Bakhmut is likely to go the way of Kherson, Izyum, and other Russian-occupied cities. Its tormenter and principal captor, Yevgeniy Prigozhin's mercenary forces, announced last weekend that "From June 1, not a single Wagner fighter will be at the front until we undergo reorganization, re-equipment and additional training." The nine-month battle has thinned out Vladimir Putin's regular forces, and what remains will be needed elsewhere once President Zelensky's army launches its counteroffensive. Ukraine will then retake Bakhmut, just as it has retaken many other once-Russian-occupied localities, and anywhere from 10,000 to 20,000 Wagner troops — The Washington Post claims the former, The Wall Street Journal the latter — will have died for nothing.
And Putin — not Prigozhin — will have another defeat to explain. The Daily Beast reports that his regime's increasingly "bizarre propaganda lines," full of Russian triumphalism, have become a laughingstock on domestic social media. Expatriate Gennady Gudkov, a former State Duma deputy, says "Putin and his guys are turning into a comedy club, they are not lords of the ring any longer. The Kremlin is making mistake after mistake, which makes it clear to the public that they are just a bunch of ridiculous fools."
Mockery and ridicule can be lethal to a repressive regime such as Putin's. Even more perilous is his loss of control over the byzantine network of the government's various power centers — an instability that is "escalating," reports the Journal. A power unto himself, Prigozhin, for one, is not holding back. He has repeatedly noted that as his troops were taking Bakhmut, Russia's regular forces were losing ground throughout southern and eastern Ukraine. Prigozhin's favorite targets of contempt are Russia's minister of defense, Sergei Shoigu, and its top general, Valeriy Gerasimov. "Because of their whims, five times more guys than had been supposed to die have died," says Prigozhin. "They will be held responsible for their actions, which in Russian are called crimes.” About Gen. Gerasimov, he adds, "the happy grandpa thinks that he’s doing well.... How will we win the war if it turns out that grandpa is a complete moron?" Prigozhin is now also denouncing the "clowns on Old Square," the headquarters of Putin's administration.
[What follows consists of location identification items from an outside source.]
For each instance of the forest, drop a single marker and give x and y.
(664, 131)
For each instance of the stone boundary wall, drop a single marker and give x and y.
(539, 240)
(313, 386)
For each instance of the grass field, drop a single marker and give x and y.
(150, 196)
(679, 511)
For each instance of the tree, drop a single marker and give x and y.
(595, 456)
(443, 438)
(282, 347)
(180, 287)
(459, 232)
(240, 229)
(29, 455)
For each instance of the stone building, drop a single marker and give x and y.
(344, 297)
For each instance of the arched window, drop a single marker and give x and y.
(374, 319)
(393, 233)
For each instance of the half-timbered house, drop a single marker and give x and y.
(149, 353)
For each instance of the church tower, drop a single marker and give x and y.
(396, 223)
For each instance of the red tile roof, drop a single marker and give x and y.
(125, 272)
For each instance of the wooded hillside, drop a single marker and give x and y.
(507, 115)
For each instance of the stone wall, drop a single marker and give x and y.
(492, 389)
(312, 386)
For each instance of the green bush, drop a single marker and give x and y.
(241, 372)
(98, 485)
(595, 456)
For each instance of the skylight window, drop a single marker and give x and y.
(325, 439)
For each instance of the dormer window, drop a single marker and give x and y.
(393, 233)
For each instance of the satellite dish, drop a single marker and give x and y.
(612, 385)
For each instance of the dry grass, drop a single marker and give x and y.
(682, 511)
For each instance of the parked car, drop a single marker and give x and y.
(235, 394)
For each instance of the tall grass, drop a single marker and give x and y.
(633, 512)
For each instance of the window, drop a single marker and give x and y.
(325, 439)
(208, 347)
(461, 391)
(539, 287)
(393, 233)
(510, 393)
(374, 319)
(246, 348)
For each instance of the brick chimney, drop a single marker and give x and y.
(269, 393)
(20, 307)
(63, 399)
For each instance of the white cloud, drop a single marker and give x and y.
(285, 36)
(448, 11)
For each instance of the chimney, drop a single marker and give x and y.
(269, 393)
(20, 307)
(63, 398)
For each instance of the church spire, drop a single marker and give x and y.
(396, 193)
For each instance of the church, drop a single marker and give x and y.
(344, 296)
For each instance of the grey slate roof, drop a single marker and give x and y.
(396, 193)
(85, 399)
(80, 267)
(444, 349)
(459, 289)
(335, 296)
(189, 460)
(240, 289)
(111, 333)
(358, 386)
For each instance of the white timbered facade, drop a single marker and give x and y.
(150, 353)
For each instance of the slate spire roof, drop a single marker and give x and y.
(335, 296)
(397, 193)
Observes the Journal's Yaroslav Trofimov, who works out of Ukraine, lest he meet the miserable fate of the Journal's Evan Gershkovich: "The extent to which [this 'significant crack in the country’s establishment'] has become public in recent weeks, affecting military operations, shows that Moscow’s setbacks on the front line are putting under strain the formidable system of power that has been created by President Vladimir Putin over the past two decades." Former Putin speechwriter Abbas Gallyamov draws the "main conclusion" more graphically: "Russian elites [see] that Putin is not capable of regulating these relations. It means that Putin has become so weak that the power vertical is coming undone. In times of war, keeping a united front is the basic task of a state. And Putin is unable to achieve that."
What's extraordinary is that Prigozhin is still talking, publicly, anyway. Putin has savaged all domestic opposition to the Russia-Ukraine war; even the vague charge of “discrediting" Russia's armed forces will put a citizen in prison. And yet every day, Prigozhin issues either a condemnation of Russia's military strategy, or reveals the Ukrainian army's ominous strength, or complains of Russian troops' poltroonery and poor leadership. But should Vladimir suddenly depart from this earth, so too would Yevgeniy. "Prigozhin is hated by the generals," says the self-exiled Russian prime minister during Putin's first term, Mikhail Kasyanov. "His fate, and his very physical existence, entirely depend on Putin."
Still, says yet another expat, Andrei Kozyreva, President Boris Yeltsin's minister of foreign affairs, caution should be exercised when calculating the consequences of open breaks between Prigozhin and the regular Russian military. "[The] Wehrmacht’s officers also hated the SS, but all of them took part in the war despite that hatred," says Kozyreva. "Their tension was real. Yet Hitler’s Germany kept resisting until the last day." Even criminals tend to hang together in war, as they should literally, once peace is attained.
The Kremlin's official view of all this tempestuousness is the usual obfuscation — the Martin Bormann of Putin's regime, Dmitry Peskov, said he "cannot comment because it concerns the course of the special military operation." The Kremlin's inside view is just about anyone's guess, but mine leans toward the logically probable truth of Putin's former speechwriter; that "Russian elites," both inside and outside the Kremlin, see a despot's grip on disparate power centers weakening, and his inability to manipulate reality increasing.